Kepada Zakheus yang kaya-raya, Tuhan Yesus tidak pernah menyuruh dia menjual
seluruh harta miliknya untuk dibagi-bagikan kepada orang miskin. Demikian pula
Tuhan Yesus tidak pernah menyuruh Yusuf dari Arimatea dan Nikodemus yang kaya
untuk menjual seluruh harta miliknya agar mereka memperoleh hidup yang
kekal.
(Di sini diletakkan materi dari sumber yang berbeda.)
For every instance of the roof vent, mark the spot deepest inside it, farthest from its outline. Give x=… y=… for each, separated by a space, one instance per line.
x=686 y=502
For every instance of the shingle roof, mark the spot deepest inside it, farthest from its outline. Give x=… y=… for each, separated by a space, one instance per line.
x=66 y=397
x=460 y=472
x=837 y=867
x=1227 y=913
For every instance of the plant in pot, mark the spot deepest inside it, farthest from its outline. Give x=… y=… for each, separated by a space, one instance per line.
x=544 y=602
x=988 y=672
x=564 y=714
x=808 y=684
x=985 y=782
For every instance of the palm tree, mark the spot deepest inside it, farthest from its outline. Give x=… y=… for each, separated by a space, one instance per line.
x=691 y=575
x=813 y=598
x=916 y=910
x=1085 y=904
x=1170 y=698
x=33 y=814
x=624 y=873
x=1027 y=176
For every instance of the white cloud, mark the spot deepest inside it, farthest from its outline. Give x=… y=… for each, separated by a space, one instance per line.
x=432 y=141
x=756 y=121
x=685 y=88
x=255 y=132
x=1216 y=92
Lebih tepat dipahami bahwa Tuhan Yesus bermaksud menguji hati orang
Farisi yang kaya-raya itu dan yang mengaku telah mengasihi Allah serta
sesamanya melebihi seluruh kekayaannya. Jadi makna kesaksian Mark. 10:22
yang menyatakan “mendengar perkataan itu ia menjadi kecewa, lalu pergi dengan
sedih, sebab banyak hartanya” pada hakikatnya untuk menunjukkan kepada sikap
hati seseorang yang tidak ingin harta-bendanya diungkit atau dibahas sebagai syarat
untuk memperoleh hidup yang kekal. Di balik sikap orang Farisi yang kaya-raya
dan sangat antusias mendatangi Tuhan Yesus sambil berlutut sebenarnya mau
memperlihatkan atau mendemonstrasikan sikap tubuh fisiknya saja yang mau
menyembah. Tetapi hatinya ternyata sarat dengan harta-benda sehingga dia tidak
ingin ingin berlutut dan menyerahkan seluruh miliknya kepada Tuhan Yesus.
Pertanyaan diskusi:
1.Berdasarkan bacaan Kitab Amos,
apa yang harus dilakukan orang Israel
dalam mencari Tuhan?
2.Apa yang dimaksud dengan kata
“menyalahgunakan’ firman Allah untuk kepentingan sendiri dan kepuasan diri
sendiri?
3.Teladan apa yang bisa kita
ambil dari tokoh orang muda yang kaya raya dalam bacaan Injil Markus?
4.Apa kekurangan yang dimiliki
oleh orang muda yang kaya raya tersebut?